In Python, variables and the objects they point to live in two different places on your computer. As a result, in Python, it’s best to think of variables as pointing to the objects they’re associated with, rather than being those objects. Personally, I’ve always liked the analogy of your computer being a big warehouse, where variables are just the entries in the inventory book used by the warehouse manager: the variable tells you how to find the thing you want, but it is not the thing itself. This is true of lists, numpy arrays, integers, or strings. The name we give it is the variable, and it is a pointer to the place in memory that contains the actual data.
So when you create a new array, Python puts that list somewhere in memory, kind of like how you might put something big on a shelf in a warehouse. The variable associated with that list (say, my_array
) actually just stores the location of the shelf where that list was placed (which we call a reference or a pointer). This is represented in the figure below in “b”.
Whenever we show arrays, we’re taking som liberties by representing them as shown in a to make the figures a bit simpler / more concise.
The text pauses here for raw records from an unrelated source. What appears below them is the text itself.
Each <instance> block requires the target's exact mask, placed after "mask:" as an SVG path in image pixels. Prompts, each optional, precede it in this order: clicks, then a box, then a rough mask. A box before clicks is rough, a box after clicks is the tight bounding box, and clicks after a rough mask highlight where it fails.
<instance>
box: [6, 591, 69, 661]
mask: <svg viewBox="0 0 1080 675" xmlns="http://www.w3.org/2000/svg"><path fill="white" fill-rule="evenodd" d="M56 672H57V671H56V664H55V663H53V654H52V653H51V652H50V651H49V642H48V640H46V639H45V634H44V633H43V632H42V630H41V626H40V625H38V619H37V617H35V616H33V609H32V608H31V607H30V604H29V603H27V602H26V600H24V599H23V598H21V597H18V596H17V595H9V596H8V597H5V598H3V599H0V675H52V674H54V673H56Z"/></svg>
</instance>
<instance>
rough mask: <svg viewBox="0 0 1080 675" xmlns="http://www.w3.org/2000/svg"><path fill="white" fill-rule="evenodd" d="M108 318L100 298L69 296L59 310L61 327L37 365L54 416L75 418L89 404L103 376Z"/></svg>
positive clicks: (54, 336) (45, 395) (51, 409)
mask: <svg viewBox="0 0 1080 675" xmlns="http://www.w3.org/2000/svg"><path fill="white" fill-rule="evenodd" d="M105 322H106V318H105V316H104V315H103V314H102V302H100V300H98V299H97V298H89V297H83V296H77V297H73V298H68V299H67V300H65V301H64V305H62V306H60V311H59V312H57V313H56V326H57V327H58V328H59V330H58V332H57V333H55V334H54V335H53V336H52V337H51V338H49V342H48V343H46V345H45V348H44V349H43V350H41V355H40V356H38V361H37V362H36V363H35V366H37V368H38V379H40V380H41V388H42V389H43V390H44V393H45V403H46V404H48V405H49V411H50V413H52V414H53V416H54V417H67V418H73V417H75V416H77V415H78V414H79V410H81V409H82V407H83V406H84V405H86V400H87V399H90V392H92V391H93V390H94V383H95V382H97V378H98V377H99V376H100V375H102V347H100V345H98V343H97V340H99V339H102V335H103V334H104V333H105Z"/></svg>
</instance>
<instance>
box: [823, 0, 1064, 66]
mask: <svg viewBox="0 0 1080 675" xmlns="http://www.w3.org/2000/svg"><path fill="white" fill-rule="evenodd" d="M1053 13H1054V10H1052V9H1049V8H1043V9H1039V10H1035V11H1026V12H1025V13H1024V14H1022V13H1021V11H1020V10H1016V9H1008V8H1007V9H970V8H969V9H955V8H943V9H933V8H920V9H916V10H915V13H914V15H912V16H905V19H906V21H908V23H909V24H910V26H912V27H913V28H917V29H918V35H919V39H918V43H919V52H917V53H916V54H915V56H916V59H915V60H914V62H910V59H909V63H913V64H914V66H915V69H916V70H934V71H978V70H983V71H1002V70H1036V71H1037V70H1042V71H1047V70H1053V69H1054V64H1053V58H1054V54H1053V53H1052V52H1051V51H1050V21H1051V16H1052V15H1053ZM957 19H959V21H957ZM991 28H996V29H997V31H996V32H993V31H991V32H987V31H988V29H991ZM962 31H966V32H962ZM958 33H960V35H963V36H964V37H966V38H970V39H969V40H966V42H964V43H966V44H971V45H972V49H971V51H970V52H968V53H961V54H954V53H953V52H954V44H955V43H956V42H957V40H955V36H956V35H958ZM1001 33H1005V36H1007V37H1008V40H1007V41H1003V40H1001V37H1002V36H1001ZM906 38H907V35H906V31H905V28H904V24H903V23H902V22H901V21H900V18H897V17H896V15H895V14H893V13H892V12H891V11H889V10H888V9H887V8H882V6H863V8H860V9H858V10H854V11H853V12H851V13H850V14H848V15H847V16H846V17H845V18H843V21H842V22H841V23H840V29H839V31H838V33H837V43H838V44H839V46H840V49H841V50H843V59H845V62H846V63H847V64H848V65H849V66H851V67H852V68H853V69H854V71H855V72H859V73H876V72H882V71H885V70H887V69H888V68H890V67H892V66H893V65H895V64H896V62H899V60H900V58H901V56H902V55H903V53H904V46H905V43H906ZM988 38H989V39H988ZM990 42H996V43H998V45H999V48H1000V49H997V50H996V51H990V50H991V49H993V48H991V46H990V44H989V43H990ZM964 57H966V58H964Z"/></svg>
In reality, what’s always going on is what’s shown in b.
With this notation, let’s briefly review views and copies to present this concept using that notation. When we assign one variable the value of another variable, we are often simply assigning the pointer (or reference) of an object to the variable, as shown in the figure below, where we assign the pointer to the array object from my_array
to my_view
creating a view instead of a copy.
When we create a copy of an array, a new array object is created. The variable assigned the array contains a pointer to the new object instead of the original object, as shown below:
Going forward, we won’t be including these downward arrows indicating the relationship between variables and the corresponding objects that contain the data, since we want to keep the notation as simple as possible. However, this relationship is implied throughout and should be kept in mind, especially as it relates to the dynamics of views and copies.
Memory#
You can see all of this directly within the code as well. You can retrieve the memory address that each variable points at using the id
function:
import numpy as np
my_array = np.array([1,-12,42])
id(my_array)
2549970475168
This number won’t have much meaning to us on its own, but this is the value that points to the segment of memory where our data are stored.
We can show this by creating a view and noting it points to the same memory address:
my_view = my_array
id(my_view)
2549970475168
Now if we make a copy of the variable, my_array
, on the other hand, it will point to a different place in memory than did our original variable:
my_copy = my_array.copy()
id(my_copy)
2549970476208
While a deep understanding of the connection from the language to the physical hardware, such as memory, is not required to be a successful programmer, it can help our understanding of what may sometimes appear to be unexpected behavior. The relationship between variables and memory objects is a concept that worth being aware of for its implications to creating views or copies and for successfully using those views or copies for successfully coding our ideas.